1- Read the rule book on what you can wear, but your coach will tell you. Some B shows allow you to just wear a polo ( short sleeve collared shirt ) Ralph Loren has great ones that are very common. But you can get a nice golf shirt. Make sure it fits nicely. I see one girl at the show who wears ( im pretty sure, ) a mans golf shirt. The sleeves are very long, shirt is very very baggy and just don’t look neat at all. But some jumpers you do wear a jacket, since it is a B show and it is jumpers you can use your green jacket. I don’t see many of those anymore, kind of out of style in our area of showing but have a nice shirt underneath. Nothing flashy like bright pink, bright yellow exc. A nice pastel type colour. 

2- Yes you can wear front and back boots. Leather, neoprine, sheepskin, or even polos. Where whatever you usually school in at home with there are no restrictions on what you have your horse wear. You can also wear bell boots. But keep it simple, use what you use at home. 

3- There is usually 10 jumping efforts. Example: Jumping 1,2,3, 4a 4b, 5,6,7, 8a 8b , 9 then jump off would be like: 1, 4a 4b, 10, 11, 6, 12, 13, 2, 

Your jump off will be around 7 jumps. – 9. and an “a, b” combination counts as one jump. Being on that topic, if your in a combination of “A” and “B” and your horse refuses at “B” you MUST jump “A”. But if you jump a combination of 3 jumps with say each is 4 strides away, even thought its in one line, if you horse refuses you just jump in the middle then you would have to re jump it inside the line.
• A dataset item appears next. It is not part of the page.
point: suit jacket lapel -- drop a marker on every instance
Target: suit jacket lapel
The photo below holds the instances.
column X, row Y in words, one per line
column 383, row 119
You can’t start at the beginning. I hope that makes sense. 

If you are in a speed class then there is no jump off its just the fastest clean time. But that should be rephrased as the cleanest fast time. The winner has a clean round with the smallest amount of faults including time faults. So even if you have a clear round with one time fault you can still be in good standing. People get pretty crazy in those classes so be safe and clean and you will do well. 

Check ahead of time what table it is: Whether rails are 4 faults or seconds added onto your time. 

Extras: When you hear the buzzer/beeper you have 45seconds to get to the first fence, so don’t rush 45 seconds is a lot of time but be aware of where your first jump is so you will be in the area and give yourself enough room to make a nice circle or aproach to the jump and have enough pace. 

You didn’t say what level you are doing but ask away if you have any more questions!


----------



## Alphonso (Jun 24, 2012)

Thank you! That was extremely helpful!! I will definitely ask you if I have any other questions.
_Posted via Mobile Device_


----------